João Afonso Machado
Diz uma grossa fatia do
quotidiano, tratou-se de um gesto irreflectido, esse fatal momento do fim da
tarde em que o gato gemeu debaixo de um automóvel estacionado, claramente
pedindo lhe valessem. Uma breve troca de olhares, uma frase brevíssima -
levamo-lo? - e a resposta dada na atitude de quem chama já o bichano. E ele
veio prontamente. E, também prontamente, terão ido embora as estadias aqui e
ali, as férias, alguma salutar ausência de miados...
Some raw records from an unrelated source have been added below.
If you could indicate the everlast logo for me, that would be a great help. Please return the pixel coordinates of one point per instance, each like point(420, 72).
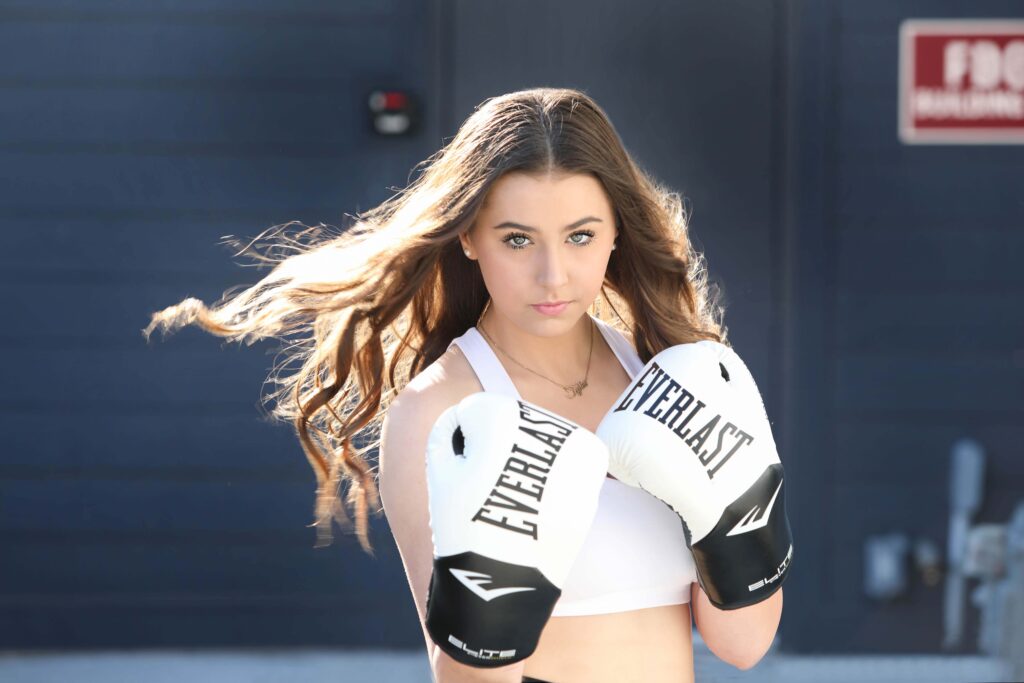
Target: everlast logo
point(521, 483)
point(655, 388)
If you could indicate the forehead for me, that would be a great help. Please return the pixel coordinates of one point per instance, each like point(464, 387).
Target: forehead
point(568, 191)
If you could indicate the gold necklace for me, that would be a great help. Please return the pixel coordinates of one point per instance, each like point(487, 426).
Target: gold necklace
point(571, 390)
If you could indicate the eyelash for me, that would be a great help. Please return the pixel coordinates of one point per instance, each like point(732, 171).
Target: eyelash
point(512, 236)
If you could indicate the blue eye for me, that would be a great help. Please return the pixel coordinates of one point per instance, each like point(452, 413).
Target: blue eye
point(517, 236)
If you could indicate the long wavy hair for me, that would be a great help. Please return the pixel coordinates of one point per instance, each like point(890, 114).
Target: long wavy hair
point(371, 306)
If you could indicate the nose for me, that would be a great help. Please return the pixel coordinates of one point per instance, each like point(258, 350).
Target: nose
point(552, 269)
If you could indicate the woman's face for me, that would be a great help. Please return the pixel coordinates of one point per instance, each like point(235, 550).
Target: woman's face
point(543, 238)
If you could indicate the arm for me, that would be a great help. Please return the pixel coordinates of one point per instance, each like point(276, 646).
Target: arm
point(402, 488)
point(739, 637)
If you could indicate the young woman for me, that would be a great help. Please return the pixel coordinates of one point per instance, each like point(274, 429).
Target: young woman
point(535, 258)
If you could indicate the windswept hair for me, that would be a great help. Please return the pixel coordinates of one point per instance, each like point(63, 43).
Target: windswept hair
point(372, 306)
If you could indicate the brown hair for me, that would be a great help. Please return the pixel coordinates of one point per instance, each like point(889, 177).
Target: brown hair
point(393, 290)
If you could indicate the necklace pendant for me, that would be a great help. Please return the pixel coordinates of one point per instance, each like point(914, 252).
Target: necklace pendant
point(574, 390)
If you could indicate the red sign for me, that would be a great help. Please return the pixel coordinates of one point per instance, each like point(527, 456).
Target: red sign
point(962, 81)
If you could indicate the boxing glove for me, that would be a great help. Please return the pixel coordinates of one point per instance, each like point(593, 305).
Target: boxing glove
point(691, 429)
point(512, 493)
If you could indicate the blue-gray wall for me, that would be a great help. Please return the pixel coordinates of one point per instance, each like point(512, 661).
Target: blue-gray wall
point(873, 288)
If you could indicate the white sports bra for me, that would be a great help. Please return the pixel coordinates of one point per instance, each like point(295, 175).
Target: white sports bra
point(635, 554)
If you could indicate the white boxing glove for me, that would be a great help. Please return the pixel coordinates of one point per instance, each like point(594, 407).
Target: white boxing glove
point(513, 491)
point(691, 429)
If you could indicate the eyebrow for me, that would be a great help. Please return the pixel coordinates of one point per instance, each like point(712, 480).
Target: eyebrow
point(509, 223)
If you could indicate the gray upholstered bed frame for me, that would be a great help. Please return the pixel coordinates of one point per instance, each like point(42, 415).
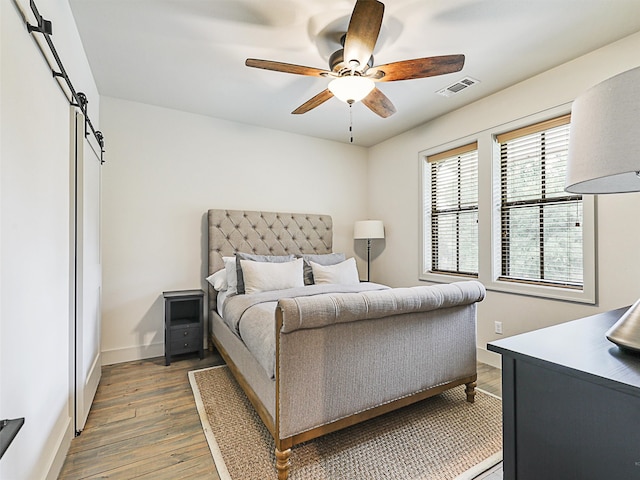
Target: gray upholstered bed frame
point(426, 340)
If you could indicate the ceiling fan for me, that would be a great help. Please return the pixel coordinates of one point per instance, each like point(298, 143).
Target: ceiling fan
point(352, 69)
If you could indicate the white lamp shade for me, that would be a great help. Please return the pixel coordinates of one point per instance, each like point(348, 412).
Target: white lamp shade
point(366, 229)
point(604, 142)
point(351, 88)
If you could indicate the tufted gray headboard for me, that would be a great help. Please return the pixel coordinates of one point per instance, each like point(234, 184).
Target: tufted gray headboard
point(265, 233)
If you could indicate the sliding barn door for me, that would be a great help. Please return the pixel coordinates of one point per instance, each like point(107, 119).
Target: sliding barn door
point(87, 270)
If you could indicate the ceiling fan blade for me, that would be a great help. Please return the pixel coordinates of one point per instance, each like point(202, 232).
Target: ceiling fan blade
point(378, 103)
point(285, 67)
point(362, 33)
point(418, 68)
point(314, 102)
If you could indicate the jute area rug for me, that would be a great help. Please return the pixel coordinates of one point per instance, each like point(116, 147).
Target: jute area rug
point(443, 437)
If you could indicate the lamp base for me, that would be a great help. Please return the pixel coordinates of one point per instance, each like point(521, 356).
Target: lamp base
point(626, 331)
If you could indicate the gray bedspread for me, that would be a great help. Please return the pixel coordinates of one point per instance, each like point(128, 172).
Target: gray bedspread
point(252, 317)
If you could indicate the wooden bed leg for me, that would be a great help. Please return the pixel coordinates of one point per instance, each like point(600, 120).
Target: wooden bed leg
point(470, 390)
point(283, 464)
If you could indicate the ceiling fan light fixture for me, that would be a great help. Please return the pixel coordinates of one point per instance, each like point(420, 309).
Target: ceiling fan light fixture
point(351, 88)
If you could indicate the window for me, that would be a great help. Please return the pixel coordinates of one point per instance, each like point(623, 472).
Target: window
point(493, 207)
point(452, 218)
point(540, 224)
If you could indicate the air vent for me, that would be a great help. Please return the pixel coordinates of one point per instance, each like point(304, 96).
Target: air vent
point(458, 87)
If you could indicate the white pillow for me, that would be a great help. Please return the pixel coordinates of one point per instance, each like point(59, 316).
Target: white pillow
point(266, 276)
point(232, 276)
point(219, 280)
point(344, 272)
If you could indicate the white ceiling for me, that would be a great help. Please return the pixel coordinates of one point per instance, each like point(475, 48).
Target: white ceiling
point(189, 54)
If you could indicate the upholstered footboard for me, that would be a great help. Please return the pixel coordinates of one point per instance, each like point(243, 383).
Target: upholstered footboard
point(345, 358)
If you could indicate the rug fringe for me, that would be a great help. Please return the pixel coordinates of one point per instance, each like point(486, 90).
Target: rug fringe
point(223, 473)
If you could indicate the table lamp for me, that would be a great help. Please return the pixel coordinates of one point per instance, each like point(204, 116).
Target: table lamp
point(368, 230)
point(604, 157)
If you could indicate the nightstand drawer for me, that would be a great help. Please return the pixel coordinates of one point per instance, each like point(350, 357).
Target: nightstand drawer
point(185, 339)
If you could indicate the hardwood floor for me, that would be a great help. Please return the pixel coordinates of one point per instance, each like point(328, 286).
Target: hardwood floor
point(144, 424)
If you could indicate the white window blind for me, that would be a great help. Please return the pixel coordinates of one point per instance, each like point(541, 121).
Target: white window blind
point(453, 212)
point(541, 225)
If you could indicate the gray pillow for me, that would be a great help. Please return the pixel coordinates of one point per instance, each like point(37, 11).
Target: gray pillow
point(322, 259)
point(257, 258)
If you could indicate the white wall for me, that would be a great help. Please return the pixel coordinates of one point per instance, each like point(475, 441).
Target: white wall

Mas não havia como não. Eram
as albinegras fomas da meiguice e da fome e do frio e do abandono. A total
entrega a uns desconhecidos, fosse lá o que a divindade dos gatos quisesse,
para pior não ia. Mais de 48 horas volvidas, banhado e perfumado, no seu
ripanço ao sol da janela, ainda não parou de comer. E sabe utilizar
perfeitamente o water-closed que lhe foi reservado. Ganhou brilho na pelagem,
os olhos desembaciaram. Mas ainda não perdeu a fraqueza das patas, uma quase
atrofia do peito. E pigarreia muito.
Por ora, nem sinais de
arrependimento ou tristeza, de parte a parte. É, decididamente, um personagem
de Dickens. Orfão, escorraçado, esfomeado, sem rumo nem futuro... Sujeito a
qualquer atropelo. E Oliver ou Twist, de sua graça de adopção, ainda não se
sabe bem.
A história não reclama a
bondade de Mr. Brownlow nem a cronometria de um século qualquer - a miséria
espalhou-se rapidamente no tempo, e no espaço também. Ao ponto de não ser
possivel afirmar todos os Fagins deste mundo não merecem subir as escadas do
patíbulo. Mesmo porque não disporiam de consciência que se lhes enforcasse...
E assim ficamos nós, e os
nossos irreflectidos gestos, a passar a ferro sobre o water-closed do Oliver ou Twist, ainda não se sabe bem...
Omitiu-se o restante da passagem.